Crafting golden milk with coconut milk is a simple and rewarding endeavor. Here's a straightforward recipe:


  • 1 (13.5-ounce) can of full-fat coconut milk (a full can have around 10g of carbs)
  • 1 tablespoon freshly grated ginger or 1 teaspoon ground ginger
  • 1 teaspoon ground turmeric
  • 1/2 teaspoon ground cinnamon
  • A pinch of black pepper
  • Sweeteners like stevia or monk fruit (optional)


  1. In a small saucepan, whisk together the coconut milk, ginger, turmeric, cinnamon, and black pepper.

  2. Heat the mixture over medium-low heat, whisking occasionally, until it begins to simmer.

  3. Reduce the heat to low and continue simmering for 5-10 minutes, allowing the flavors to harmonize.

  4. Strain the mixture into a mug.

  5. Add a sweetener of choice, such as stevia or monk fruit, if desired.

  6. Enjoy the warm, comforting goodness of your golden milk with coconut milk.

Note: A full can have around 10g of carbs. If you are on a low-carb diet, you can divide this into smaller portions (adjust according to your preference) and enjoy.

Enhancing the Golden Experience

To further elevate your golden milk experience, consider incorporating these delightful additions:

  • A sprinkle of cardamom powder for an aromatic touch
  • A teaspoon of almond or vanilla extract for a subtle sweetness
  • A dash of ground nutmeg for a touch of warmth and spice
  • A dollop of ghee or coconut oil to enhance nutrient absorption

Golden milk with coconut milk is a versatile beverage that can be enjoyed at any time of day. Whether you seek a cozy morning beverage to kickstart your day or a soothing evening drink to promote relaxation, golden milk will gently embrace your senses and nourish your body. 

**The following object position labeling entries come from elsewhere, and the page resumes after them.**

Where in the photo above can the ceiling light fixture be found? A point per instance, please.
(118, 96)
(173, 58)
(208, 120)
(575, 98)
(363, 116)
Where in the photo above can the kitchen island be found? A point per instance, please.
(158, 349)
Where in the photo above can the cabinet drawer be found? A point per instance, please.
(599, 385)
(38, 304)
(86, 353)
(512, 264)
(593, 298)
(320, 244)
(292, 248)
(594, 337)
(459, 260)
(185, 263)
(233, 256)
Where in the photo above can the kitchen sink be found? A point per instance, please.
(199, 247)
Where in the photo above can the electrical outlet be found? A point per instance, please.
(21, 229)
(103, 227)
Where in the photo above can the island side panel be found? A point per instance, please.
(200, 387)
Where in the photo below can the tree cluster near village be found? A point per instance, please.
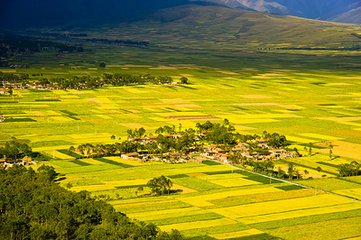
(14, 150)
(34, 206)
(23, 81)
(350, 169)
(215, 141)
(160, 185)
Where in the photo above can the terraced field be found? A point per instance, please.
(315, 108)
(218, 202)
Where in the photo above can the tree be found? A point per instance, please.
(10, 91)
(35, 207)
(160, 185)
(290, 170)
(184, 80)
(331, 151)
(15, 149)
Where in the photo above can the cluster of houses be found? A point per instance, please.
(262, 152)
(9, 163)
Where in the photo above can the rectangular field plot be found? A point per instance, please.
(198, 224)
(353, 192)
(228, 180)
(150, 206)
(261, 197)
(167, 213)
(300, 213)
(204, 200)
(331, 230)
(237, 235)
(126, 161)
(263, 208)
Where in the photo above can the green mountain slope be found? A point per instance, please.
(214, 27)
(352, 16)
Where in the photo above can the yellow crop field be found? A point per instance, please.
(235, 235)
(236, 182)
(353, 192)
(299, 213)
(263, 208)
(202, 200)
(168, 213)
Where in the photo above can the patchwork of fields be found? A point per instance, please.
(219, 202)
(213, 201)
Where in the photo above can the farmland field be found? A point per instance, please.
(314, 108)
(241, 206)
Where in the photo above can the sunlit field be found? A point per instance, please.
(314, 108)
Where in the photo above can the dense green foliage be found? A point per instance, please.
(172, 139)
(160, 185)
(15, 149)
(33, 206)
(82, 82)
(350, 169)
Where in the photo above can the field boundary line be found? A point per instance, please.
(286, 181)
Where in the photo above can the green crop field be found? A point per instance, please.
(311, 97)
(219, 202)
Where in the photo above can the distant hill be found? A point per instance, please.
(314, 9)
(35, 13)
(215, 27)
(351, 16)
(180, 24)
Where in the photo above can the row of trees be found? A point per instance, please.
(171, 139)
(160, 185)
(34, 206)
(15, 149)
(86, 82)
(350, 169)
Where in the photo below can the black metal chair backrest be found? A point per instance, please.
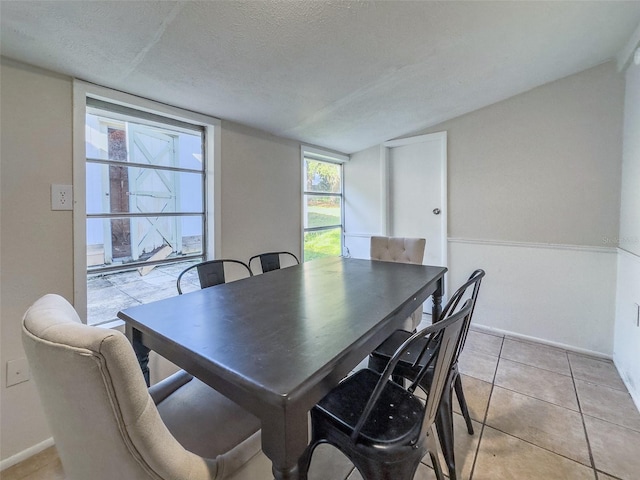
(270, 261)
(212, 272)
(442, 339)
(474, 281)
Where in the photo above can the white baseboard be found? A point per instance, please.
(23, 455)
(528, 338)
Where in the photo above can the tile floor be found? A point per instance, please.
(539, 413)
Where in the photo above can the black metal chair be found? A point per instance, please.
(212, 272)
(266, 262)
(407, 368)
(381, 426)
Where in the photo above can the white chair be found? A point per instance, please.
(107, 425)
(401, 250)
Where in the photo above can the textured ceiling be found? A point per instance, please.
(339, 74)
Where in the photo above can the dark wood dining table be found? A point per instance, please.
(276, 343)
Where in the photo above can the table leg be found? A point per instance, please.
(142, 352)
(284, 438)
(436, 310)
(289, 474)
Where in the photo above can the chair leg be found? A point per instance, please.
(457, 384)
(304, 462)
(444, 427)
(432, 447)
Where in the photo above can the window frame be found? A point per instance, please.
(326, 156)
(211, 159)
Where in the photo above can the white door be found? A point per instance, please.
(418, 192)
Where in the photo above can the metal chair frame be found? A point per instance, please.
(380, 425)
(408, 369)
(270, 261)
(211, 272)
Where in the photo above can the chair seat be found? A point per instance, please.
(204, 421)
(397, 417)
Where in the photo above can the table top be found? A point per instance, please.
(273, 337)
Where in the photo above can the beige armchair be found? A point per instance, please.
(402, 250)
(106, 424)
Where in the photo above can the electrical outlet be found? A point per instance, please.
(61, 197)
(17, 371)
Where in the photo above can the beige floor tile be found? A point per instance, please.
(604, 476)
(595, 370)
(466, 447)
(616, 450)
(549, 426)
(503, 457)
(329, 463)
(541, 384)
(483, 343)
(47, 460)
(476, 393)
(608, 404)
(541, 356)
(478, 365)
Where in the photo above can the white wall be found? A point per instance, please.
(261, 204)
(365, 198)
(626, 350)
(261, 193)
(37, 255)
(533, 186)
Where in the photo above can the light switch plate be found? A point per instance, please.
(61, 197)
(17, 371)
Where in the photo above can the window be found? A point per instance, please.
(146, 198)
(145, 189)
(322, 204)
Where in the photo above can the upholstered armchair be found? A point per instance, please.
(402, 250)
(107, 425)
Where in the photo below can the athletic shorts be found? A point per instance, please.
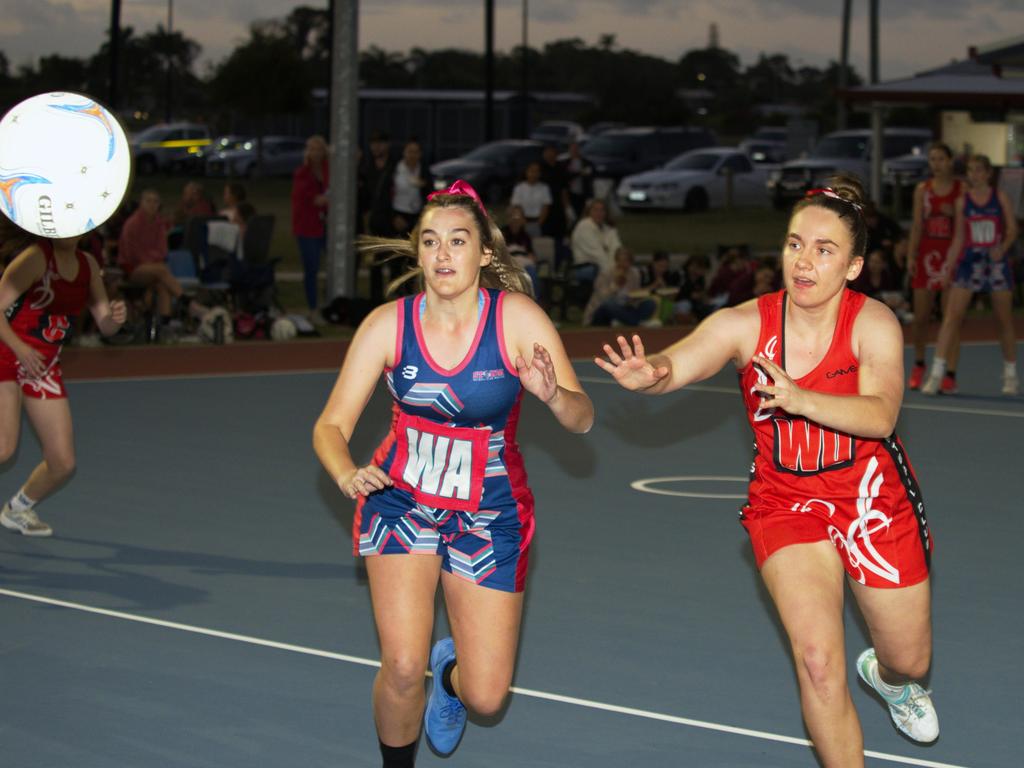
(929, 267)
(486, 547)
(878, 549)
(976, 271)
(48, 386)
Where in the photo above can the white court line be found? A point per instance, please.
(584, 702)
(907, 406)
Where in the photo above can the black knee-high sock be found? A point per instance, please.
(398, 757)
(446, 679)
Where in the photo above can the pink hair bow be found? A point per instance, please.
(461, 187)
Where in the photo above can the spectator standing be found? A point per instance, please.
(534, 196)
(410, 188)
(595, 240)
(310, 183)
(142, 253)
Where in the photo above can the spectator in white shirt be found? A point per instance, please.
(535, 198)
(595, 240)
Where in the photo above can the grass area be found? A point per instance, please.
(761, 228)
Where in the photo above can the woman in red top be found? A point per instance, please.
(309, 201)
(42, 293)
(821, 371)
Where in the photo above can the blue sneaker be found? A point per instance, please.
(444, 718)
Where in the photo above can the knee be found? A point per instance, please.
(403, 674)
(909, 664)
(60, 464)
(485, 697)
(822, 667)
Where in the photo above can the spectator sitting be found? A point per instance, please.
(595, 241)
(534, 196)
(880, 282)
(617, 297)
(519, 243)
(762, 278)
(235, 195)
(733, 263)
(691, 299)
(142, 253)
(194, 203)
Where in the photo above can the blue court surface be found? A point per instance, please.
(199, 604)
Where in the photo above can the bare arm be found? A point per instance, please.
(727, 335)
(878, 342)
(543, 365)
(956, 244)
(916, 225)
(110, 315)
(1011, 224)
(367, 357)
(27, 267)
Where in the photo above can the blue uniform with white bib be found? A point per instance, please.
(460, 486)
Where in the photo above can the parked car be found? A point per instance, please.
(172, 146)
(625, 152)
(696, 180)
(241, 157)
(841, 151)
(493, 168)
(557, 132)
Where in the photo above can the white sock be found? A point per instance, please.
(19, 502)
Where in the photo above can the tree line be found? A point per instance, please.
(284, 61)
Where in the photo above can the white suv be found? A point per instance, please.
(848, 152)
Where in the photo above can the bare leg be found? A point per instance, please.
(485, 629)
(402, 589)
(806, 584)
(51, 420)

Health Benefits of Golden Milk. While more research is needed to fully understand these benefits, some studies suggest that golden milk may:

  • Reduce inflammation: Turmeric, the main ingredient in golden milk, contains curcumin, a compound with potent anti-inflammatory properties. Chronic inflammation is linked to various health conditions, including arthritis, heart disease, and cancer.
  • Boost immunity: Turmeric and ginger, other common ingredients in golden milk, have been shown to support immune function. These spices may help the body fight off infections and reduce the risk of illness.
  • Improve digestion: Ginger is known to aid digestion by stimulating digestive juices and reducing inflammation in the gut.
  • Enhance cognitive function: Some studies suggest that turmeric may improve memory and cognitive function.
  • Promote relaxation: Golden milk's warm, soothing properties can help promote relaxation and reduce stress.

Key benefits of golden milk with coconut milk:

  • Creamy texture and subtle sweetness: Coconut milk adds a rich, creamy texture and a touch of natural sweetness to golden milk, making it a more palatable option for some.
  • Healthy fats: Coconut milk is a good source of healthy fats, which may aid in the absorption of turmeric's beneficial compounds.
  • Dairy-free and vegan-friendly: Coconut milk is a plant-based alternative to dairy milk, making golden milk suitable for those with lactose intolerance or dairy allergies and those following a vegan or plant-based diet.

Substitute: You can use almond milk or other nut milk. Always read the label figure out the amount of carbohydrates and adjust according to your preference.